La deuxième partie du livre est consacrée à une présentation de certains lieux où l’islamisme a trouvé une place : Aubervilliers, Mantes la Jolie, le Val Fourré, Argenteuil, le Val de Marne, Toulouse et même Molenbeek, à Bruxelles, en Belgique. La lecture fait un peu « froid dans le dos ». Mais c’est la réalité, sans ambages. Elle nous donne une description aussi précise que possible de la présence active de cellules islamistes, comment elles se sont progressivement insérées et comment elles continuent d’agir aujourd’hui. Reste à savoir maintenant comment nous, non musulmans, nous devons réagir.

La première réaction serait l’amalgame et de couper les ponts avec tous les musulmans.
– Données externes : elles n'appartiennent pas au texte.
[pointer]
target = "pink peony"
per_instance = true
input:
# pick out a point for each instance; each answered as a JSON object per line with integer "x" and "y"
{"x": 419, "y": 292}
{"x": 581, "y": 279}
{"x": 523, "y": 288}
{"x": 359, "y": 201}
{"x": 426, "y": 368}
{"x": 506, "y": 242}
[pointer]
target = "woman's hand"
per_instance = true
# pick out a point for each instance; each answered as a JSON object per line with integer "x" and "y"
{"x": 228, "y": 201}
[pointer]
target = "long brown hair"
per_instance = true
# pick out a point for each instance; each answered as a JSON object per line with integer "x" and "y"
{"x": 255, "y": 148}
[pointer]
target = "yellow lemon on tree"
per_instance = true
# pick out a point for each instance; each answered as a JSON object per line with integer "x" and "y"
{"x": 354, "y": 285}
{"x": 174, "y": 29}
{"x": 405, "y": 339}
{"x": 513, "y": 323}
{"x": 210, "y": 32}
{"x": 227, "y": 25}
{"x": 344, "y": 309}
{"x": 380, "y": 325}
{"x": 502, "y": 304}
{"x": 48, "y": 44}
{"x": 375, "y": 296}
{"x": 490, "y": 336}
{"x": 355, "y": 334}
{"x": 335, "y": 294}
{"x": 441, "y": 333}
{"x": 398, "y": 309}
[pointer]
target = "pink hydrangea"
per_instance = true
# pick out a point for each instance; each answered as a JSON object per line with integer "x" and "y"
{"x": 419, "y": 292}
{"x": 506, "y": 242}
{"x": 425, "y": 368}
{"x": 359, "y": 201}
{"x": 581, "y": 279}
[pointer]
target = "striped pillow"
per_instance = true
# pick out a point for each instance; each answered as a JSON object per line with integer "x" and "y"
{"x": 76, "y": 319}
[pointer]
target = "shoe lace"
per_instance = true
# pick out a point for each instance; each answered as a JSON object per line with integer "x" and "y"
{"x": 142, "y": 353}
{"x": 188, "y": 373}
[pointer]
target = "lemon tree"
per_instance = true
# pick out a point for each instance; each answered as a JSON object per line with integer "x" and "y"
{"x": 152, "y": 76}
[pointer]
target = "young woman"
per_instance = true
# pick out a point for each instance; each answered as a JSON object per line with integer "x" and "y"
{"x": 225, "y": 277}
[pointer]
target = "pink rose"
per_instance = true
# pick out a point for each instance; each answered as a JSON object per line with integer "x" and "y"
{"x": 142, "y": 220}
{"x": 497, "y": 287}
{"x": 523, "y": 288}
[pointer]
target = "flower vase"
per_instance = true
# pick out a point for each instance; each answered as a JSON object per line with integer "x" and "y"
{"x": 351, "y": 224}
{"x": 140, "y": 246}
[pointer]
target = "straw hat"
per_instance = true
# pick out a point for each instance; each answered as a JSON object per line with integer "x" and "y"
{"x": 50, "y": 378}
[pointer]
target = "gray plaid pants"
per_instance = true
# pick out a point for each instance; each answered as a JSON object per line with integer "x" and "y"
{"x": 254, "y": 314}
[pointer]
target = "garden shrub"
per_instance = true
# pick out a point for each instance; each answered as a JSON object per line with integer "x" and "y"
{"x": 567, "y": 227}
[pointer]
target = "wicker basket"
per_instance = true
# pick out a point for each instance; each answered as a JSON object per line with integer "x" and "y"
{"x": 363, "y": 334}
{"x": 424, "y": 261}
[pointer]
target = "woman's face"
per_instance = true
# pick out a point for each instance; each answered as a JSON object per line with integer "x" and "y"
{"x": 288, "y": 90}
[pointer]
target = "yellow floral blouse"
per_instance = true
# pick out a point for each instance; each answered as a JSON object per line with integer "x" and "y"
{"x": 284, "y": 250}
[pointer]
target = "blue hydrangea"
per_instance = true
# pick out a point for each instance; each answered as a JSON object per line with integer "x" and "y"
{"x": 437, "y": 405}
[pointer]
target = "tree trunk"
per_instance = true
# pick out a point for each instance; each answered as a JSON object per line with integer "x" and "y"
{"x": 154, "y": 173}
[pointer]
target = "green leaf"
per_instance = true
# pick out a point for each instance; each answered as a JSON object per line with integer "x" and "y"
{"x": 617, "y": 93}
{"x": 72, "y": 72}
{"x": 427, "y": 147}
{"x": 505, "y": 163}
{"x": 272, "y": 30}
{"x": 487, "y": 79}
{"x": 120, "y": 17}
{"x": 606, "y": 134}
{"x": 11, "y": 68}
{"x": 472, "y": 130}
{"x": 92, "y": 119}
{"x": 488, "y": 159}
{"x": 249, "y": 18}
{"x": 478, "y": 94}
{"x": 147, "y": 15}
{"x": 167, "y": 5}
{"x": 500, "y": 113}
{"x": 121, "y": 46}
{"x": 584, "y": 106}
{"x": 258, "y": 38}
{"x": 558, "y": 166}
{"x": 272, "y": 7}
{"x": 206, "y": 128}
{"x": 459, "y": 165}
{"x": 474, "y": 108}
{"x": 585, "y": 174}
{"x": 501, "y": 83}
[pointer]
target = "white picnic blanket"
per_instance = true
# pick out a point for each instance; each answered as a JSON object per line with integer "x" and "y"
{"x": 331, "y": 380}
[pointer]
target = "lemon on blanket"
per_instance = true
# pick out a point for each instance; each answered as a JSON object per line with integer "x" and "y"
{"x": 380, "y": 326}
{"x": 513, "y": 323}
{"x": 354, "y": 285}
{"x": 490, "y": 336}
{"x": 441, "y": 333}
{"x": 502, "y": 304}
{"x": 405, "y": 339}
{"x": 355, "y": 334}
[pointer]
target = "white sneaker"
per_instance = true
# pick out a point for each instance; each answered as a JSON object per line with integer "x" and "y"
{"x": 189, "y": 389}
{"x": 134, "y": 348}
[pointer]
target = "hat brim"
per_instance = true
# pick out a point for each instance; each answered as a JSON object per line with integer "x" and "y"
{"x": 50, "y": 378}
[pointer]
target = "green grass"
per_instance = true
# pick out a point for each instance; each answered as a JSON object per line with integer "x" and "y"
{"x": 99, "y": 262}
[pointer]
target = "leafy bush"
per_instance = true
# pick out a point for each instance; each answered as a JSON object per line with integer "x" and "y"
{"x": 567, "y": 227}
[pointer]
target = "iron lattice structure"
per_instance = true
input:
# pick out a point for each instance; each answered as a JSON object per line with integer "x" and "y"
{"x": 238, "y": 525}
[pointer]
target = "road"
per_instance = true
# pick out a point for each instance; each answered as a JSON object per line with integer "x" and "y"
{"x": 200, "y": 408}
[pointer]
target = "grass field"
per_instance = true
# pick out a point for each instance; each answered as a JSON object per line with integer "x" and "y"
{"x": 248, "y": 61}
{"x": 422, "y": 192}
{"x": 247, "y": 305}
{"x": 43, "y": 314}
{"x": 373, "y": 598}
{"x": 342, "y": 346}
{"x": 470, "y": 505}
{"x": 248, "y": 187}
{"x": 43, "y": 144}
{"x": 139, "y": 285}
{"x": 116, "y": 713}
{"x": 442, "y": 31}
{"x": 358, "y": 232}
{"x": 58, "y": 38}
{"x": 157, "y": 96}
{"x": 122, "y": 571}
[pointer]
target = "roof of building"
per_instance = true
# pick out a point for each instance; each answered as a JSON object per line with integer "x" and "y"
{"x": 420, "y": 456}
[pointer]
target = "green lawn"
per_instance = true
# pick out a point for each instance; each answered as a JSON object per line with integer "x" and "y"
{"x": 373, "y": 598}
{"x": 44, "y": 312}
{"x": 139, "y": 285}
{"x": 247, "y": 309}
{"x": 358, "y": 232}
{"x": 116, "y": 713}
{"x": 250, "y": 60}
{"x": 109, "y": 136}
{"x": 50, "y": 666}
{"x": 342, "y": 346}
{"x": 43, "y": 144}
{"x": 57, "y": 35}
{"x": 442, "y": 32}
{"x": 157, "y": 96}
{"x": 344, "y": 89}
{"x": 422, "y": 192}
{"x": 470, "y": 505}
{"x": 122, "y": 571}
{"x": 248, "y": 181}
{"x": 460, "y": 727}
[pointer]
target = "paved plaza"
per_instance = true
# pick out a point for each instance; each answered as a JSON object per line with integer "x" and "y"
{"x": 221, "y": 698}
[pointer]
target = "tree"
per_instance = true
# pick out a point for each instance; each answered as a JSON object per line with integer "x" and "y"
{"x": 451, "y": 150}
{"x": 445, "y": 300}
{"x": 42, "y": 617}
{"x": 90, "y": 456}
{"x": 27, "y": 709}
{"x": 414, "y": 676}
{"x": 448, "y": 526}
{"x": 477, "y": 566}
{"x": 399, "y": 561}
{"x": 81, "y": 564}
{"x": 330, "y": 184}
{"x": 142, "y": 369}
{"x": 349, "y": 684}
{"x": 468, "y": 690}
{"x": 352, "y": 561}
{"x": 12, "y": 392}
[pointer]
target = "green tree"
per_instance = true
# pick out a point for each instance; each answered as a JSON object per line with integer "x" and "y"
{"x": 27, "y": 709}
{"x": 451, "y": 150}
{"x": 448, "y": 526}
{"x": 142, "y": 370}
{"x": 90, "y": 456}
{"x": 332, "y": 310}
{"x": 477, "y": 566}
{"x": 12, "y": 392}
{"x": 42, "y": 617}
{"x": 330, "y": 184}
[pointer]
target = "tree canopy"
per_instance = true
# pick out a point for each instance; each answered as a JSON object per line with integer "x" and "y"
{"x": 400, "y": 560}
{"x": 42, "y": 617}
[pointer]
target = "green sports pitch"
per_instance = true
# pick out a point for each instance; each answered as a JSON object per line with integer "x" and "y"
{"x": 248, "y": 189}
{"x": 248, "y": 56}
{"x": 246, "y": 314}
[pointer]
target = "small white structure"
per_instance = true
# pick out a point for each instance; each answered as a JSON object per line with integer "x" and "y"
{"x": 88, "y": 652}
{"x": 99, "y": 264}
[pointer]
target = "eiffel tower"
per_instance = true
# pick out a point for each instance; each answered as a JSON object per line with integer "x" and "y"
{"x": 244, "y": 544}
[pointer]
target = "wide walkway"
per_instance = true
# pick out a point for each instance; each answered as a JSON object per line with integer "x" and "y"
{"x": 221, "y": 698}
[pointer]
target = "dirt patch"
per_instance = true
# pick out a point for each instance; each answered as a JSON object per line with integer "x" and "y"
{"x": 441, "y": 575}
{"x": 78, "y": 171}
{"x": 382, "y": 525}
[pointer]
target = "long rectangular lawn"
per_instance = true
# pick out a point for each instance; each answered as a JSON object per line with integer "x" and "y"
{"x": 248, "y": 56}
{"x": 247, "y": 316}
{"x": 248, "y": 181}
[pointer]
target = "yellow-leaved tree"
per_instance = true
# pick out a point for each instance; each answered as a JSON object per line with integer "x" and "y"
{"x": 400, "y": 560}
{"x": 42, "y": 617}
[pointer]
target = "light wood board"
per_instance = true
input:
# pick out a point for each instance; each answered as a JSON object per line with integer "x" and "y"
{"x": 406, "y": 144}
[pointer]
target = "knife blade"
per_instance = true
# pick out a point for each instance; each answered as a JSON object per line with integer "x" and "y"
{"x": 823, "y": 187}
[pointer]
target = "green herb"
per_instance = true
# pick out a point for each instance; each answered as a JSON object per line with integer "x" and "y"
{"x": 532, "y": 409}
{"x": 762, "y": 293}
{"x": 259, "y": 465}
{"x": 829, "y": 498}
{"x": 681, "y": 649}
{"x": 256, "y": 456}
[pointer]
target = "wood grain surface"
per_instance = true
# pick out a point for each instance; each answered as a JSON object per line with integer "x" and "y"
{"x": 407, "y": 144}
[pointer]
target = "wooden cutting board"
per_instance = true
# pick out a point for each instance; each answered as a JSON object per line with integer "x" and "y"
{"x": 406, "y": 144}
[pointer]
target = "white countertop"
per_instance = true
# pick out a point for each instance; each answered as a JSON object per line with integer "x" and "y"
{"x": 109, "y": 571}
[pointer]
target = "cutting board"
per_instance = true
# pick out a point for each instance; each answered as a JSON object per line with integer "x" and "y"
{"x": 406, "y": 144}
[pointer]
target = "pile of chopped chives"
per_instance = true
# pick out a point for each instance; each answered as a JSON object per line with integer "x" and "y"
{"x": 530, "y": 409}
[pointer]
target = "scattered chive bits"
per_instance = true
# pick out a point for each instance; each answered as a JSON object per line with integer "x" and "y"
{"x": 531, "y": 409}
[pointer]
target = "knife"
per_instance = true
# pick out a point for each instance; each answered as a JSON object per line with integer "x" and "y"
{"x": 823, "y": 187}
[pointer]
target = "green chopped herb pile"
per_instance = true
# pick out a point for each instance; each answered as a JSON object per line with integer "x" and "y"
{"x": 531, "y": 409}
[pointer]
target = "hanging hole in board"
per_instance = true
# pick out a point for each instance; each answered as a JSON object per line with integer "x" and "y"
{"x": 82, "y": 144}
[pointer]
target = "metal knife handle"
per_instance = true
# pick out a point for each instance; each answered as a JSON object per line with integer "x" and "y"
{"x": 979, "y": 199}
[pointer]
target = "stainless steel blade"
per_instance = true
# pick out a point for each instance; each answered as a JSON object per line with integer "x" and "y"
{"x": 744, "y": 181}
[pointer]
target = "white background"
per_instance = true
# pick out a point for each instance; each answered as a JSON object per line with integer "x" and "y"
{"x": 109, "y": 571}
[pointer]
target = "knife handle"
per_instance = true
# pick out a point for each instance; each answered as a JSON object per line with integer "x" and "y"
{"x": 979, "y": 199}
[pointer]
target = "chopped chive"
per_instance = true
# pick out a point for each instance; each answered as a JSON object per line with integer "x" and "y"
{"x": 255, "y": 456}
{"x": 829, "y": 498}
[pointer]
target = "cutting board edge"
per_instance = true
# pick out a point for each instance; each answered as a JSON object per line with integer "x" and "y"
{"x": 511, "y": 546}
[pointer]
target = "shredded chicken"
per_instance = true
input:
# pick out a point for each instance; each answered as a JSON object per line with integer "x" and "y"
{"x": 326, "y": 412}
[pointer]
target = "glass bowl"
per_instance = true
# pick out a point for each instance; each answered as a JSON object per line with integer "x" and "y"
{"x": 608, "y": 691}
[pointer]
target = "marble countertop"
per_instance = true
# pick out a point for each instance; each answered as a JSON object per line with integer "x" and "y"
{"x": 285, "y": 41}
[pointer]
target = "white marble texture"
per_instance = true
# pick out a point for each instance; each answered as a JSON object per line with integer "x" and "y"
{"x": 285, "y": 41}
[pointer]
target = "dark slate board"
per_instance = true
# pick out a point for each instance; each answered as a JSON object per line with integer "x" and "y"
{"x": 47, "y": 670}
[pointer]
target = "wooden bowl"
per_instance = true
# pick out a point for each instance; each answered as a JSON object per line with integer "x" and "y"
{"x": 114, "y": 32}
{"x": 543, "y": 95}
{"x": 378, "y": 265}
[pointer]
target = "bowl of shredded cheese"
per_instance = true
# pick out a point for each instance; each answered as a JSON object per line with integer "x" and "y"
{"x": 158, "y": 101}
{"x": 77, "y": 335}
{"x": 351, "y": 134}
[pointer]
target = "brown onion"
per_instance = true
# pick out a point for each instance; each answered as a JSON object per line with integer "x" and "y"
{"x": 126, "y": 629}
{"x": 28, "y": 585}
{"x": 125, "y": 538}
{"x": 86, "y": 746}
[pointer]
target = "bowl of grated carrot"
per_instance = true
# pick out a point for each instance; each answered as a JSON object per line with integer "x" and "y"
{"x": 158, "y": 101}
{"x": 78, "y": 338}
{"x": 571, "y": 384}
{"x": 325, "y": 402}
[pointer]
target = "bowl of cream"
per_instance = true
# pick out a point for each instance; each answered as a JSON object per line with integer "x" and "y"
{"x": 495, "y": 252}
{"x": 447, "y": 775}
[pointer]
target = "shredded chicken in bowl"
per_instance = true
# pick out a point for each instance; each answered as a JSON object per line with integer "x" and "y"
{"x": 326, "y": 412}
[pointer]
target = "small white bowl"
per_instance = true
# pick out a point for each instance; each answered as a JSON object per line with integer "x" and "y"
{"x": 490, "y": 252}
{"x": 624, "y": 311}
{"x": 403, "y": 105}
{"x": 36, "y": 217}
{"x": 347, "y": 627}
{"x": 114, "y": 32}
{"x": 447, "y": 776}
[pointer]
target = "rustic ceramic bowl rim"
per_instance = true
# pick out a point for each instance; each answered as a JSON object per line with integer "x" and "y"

Nous servirions ainsi leur but qui est de diviser la société entre les bons et les mauvais. La deuxième réaction serait de prendre acte de ces réalités, aussi pénibles soient-elles, mais en admettant que ce n’est pas là le tout de l’islam. Car l’islam n’est pas un comme il semblait l’être du temps de son prophète. Il est multiple, non seulement dans l’expression de sa foi, mais aussi dans ses orientations socio-politiques. Il ne faudrait pas se limiter à ce seul livre qui se consacre uniquement aux manifestations concrètes de cet islam idéologique, l’islamisme devenue idéologie de combat.

Nous arrivons ainsi à la grande faiblesse de ce livre qui ignore les autres membres de l’islam, ceux que l’on appelle « les musulmans modérés » et qui sont bien plus nombreux que nous le croyons. On n’en trouve qu’une seule mention quand l’auteur nous parle de « prêcheurs violents contre lesquels les vieux travailleurs, médusés, ne peuvent rien. » (p. 234). On pourra nous répondre que ce n’était pas là le but de l’ouvrage. C’est vrai ! Néanmoins, c’est là un point qui ne peut pas être ignoré et qui aurait pu faire le point final de ce livre sans conclusion.